Fumer fait tousser de Quentin Dupieux en Sélection officielle – Séance de minuit
À quoi carbure l’hyperactif Quentin Dupieux, dont Incroyable mais vrai, avec Léa Drucker et Alain Chabat, n’est pas encore arrivé sur nos écrans (il sort le 15 juin) qu’on nous annonce déjà un nouveau film ? Il se pourrait bien que ce soit à la clope, si on en juge par le nom de la team de ses nouveaux héros : Tabac Force. Gilles Lellouche, Adèle Exarchopoulos, Jean-Pascal Zadi, Anaïs Demoustier et Oulaya Amamra composent cette équipée de justiciers à la Power Rangers, sûrement accros à la nicotine. On les suit après leur victoire contre une tortue démoniaque, alors que leur unité bat de l’aile. Mais une sombre menace va les remobiliser… Les Avengers version Dupieux, remède contre la léthargie du film de super-héros ?
Quentin Dupieux : « J’avais envie de faire un film vraiment con »

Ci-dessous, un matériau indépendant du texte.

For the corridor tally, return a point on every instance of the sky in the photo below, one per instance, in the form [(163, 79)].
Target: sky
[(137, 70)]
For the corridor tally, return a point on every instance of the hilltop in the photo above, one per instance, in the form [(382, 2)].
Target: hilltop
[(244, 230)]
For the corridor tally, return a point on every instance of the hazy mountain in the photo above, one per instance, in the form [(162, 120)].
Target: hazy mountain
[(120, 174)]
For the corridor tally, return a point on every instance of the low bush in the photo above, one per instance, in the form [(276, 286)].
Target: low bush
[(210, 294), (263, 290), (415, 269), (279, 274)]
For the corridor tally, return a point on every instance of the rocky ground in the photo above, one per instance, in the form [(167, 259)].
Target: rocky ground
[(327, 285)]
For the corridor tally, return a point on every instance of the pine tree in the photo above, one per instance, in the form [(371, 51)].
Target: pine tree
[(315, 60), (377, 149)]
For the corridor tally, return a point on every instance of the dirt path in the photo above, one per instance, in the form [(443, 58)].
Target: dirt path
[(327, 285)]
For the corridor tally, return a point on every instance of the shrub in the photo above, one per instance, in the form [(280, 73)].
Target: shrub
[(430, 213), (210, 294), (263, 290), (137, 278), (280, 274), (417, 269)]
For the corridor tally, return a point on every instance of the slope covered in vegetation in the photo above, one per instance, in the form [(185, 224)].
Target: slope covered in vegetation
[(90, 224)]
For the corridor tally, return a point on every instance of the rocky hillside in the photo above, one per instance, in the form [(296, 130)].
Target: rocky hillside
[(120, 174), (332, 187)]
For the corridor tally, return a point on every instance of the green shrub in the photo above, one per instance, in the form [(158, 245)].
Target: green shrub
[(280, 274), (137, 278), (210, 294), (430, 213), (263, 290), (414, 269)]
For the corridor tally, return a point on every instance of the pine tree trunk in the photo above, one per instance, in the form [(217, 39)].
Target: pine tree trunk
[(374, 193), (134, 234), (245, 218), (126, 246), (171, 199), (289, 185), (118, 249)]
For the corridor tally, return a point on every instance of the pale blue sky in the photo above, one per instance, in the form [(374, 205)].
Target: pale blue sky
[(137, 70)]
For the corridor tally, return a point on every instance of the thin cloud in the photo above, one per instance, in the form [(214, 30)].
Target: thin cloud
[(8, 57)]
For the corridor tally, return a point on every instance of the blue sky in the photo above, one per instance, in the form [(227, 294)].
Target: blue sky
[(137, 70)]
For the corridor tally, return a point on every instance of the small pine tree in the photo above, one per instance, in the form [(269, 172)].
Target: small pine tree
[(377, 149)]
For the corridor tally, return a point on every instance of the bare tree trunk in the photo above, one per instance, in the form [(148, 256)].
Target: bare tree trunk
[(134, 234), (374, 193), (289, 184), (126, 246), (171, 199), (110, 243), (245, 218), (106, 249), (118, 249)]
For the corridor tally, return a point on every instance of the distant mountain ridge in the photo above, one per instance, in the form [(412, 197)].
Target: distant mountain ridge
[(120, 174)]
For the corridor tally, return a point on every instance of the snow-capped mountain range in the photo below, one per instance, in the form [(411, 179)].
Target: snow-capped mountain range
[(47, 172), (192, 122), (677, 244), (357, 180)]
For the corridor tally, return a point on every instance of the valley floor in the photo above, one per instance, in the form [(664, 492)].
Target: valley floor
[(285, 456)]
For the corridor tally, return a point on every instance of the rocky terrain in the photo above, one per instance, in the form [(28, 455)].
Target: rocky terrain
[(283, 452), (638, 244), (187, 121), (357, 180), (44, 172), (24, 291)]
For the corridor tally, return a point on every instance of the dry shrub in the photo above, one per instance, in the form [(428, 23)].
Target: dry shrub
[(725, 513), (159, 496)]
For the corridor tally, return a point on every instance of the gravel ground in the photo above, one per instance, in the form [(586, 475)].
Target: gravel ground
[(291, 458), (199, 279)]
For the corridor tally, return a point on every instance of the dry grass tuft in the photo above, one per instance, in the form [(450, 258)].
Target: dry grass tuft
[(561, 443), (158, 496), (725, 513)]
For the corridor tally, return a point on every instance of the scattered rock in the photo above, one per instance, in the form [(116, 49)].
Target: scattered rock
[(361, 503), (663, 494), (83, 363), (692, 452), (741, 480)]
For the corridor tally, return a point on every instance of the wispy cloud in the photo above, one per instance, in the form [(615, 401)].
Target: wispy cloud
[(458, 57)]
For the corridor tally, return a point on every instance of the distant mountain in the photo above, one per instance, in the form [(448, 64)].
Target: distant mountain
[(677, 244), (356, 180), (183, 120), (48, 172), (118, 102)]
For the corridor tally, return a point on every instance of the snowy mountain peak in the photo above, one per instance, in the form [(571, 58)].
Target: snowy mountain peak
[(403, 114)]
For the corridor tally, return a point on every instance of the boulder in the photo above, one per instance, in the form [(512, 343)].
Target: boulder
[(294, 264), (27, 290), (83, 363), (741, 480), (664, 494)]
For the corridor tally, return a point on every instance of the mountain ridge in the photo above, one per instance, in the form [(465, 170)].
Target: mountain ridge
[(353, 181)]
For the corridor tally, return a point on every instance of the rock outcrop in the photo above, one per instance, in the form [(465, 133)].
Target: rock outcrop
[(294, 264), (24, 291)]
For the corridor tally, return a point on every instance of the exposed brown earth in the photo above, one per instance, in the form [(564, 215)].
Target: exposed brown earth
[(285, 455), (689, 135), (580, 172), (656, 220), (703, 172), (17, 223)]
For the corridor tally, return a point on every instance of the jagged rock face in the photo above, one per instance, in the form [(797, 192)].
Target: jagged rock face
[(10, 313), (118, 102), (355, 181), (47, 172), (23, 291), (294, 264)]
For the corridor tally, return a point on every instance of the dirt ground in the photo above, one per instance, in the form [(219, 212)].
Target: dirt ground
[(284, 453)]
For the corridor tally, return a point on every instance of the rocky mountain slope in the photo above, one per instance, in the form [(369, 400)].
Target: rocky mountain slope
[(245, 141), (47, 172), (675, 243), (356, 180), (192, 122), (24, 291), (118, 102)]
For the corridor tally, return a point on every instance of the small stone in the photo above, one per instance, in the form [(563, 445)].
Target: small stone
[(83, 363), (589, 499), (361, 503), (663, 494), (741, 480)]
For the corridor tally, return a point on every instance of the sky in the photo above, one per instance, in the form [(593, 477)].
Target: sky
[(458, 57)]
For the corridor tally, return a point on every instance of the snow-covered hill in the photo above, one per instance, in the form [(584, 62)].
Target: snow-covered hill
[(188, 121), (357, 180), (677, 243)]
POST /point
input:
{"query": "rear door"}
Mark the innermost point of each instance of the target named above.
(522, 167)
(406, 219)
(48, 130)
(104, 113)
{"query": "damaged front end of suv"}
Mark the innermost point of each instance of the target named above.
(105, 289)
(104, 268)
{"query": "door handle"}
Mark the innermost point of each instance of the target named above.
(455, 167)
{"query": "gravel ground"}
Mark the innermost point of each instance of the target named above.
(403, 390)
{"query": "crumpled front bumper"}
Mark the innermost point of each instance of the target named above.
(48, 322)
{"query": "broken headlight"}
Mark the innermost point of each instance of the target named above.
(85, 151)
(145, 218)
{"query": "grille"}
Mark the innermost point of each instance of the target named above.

Tout le monde aime Jeanne de Céline Devaux à la Semaine de la critique
Tout le monde aime Jeanne (c) Les Films du Worso – O som e a furia
On trépigne comme ses personnages un peu pile électrique pour le premier long métrage de Céline Devaux, dont on adore les courts enlevés et mélancoliques, Le Repas dominical (césarisé en 2016) et Gros Chagrin (primé à la Mostra de Venise en 2017). Diplômée des Arts-Déco de Paris, elle mêle souvent prises de vue réelles et animation bien trempée. Ce long métrage porte sur une femme que tout le monde aime, mais qui se déteste. « Surendettée, elle doit se rendre à Lisbonne et mettre en vente l’appartement de sa mère disparue un an auparavant. À l’aéroport elle tombe sur Jean, un ancien camarade de lycée fantasque et quelque peu envahissant. » Avec et Laurent Lafitte au casting, on dit oui.
« Gros chagrin », mélodie désaccordée
Triangle of Sadness de Ruben Östlund en Sélection officielle – Compétition
Triangle of Sadness (c) Plattform-Produktion
Après le carré (en anglais, « the square », titre de son film qui a remporté la Palme d’or en 2017), le triangle de la tristesse. Le Suédois Ruben Östlund revient avec ce nouveau film notamment porté par Woody Harrelson. On devine que le réalisateur grattera le vernis d’un milieu qui fait primer l’image, la superficialité, l’entre-soi : après l’art contemporain donc, celui du mannequinat. On y suit des top-modèles et des influenceurs en pleine croisière, alors qu’une tempête se lève. De quoi bien secouer Cannes – n’oublions pas que, la dernière fois que cet univers d’apparence s’est invité en Compétition, c’était pour The Neon Demon de Nicolas Winding Refn, un film d’horreur.
« The Square » de Ruben Östlund
Le Festival de Cannes se tiendra cette année du 17 au 28 mai 2022.